The 2019 TIAA Institute-GFLEC Personal Finance Index: Demographics

Financial Literacy in the United States and Its Link to Financial Wellness

Demographic variations

Financial literacy varies across demographic groups. Figure 6 shows the average percentage of P-Fin Index questions answered correctly by demographics. These findings are overall consistent with variations identified in previous studies, including previous waves of the P-Fin Index.
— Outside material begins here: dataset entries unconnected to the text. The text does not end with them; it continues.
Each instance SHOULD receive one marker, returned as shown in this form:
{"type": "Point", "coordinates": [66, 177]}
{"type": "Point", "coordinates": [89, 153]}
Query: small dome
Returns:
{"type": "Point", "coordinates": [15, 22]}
  • There is a nine percentage point difference between men and women in P-Fin Index questions answered correctly.
  • Personal finance knowledge tends to increase with age. Forty-five percent of index questions are answered correctly on average among those ages 18 to 29, compared with 56% among those ages 60 and older.
  • Personal finance knowledge tends to increase as household income increases. The gap between those with household incomes below $25,000 and those with household incomes of $100,000 or more is 27 percentage points.
  • Financial literacy varies with employment status. In particular, those unemployed or disabled10 have markedly less personal finance knowledge than those employed11 and those retired.
P-Fin Index Figure #6

Figure 7 shows the percentage change in P-Fin Index questions answered correctly between 2017 and 2019. Again, the time period is short. In addition, sample size decreases as the sample of all adults is divided into subgroups, resulting in increased variance in the estimates. With those caveats, financial literacy levels are increasing among men, those in the 30-44 age group, and among those with household incomes of at least $100,000.13 While these are encouraging findings, it appears that any increases in financial literacy have been concentrated mostly among those with relatively high levels of literacy already.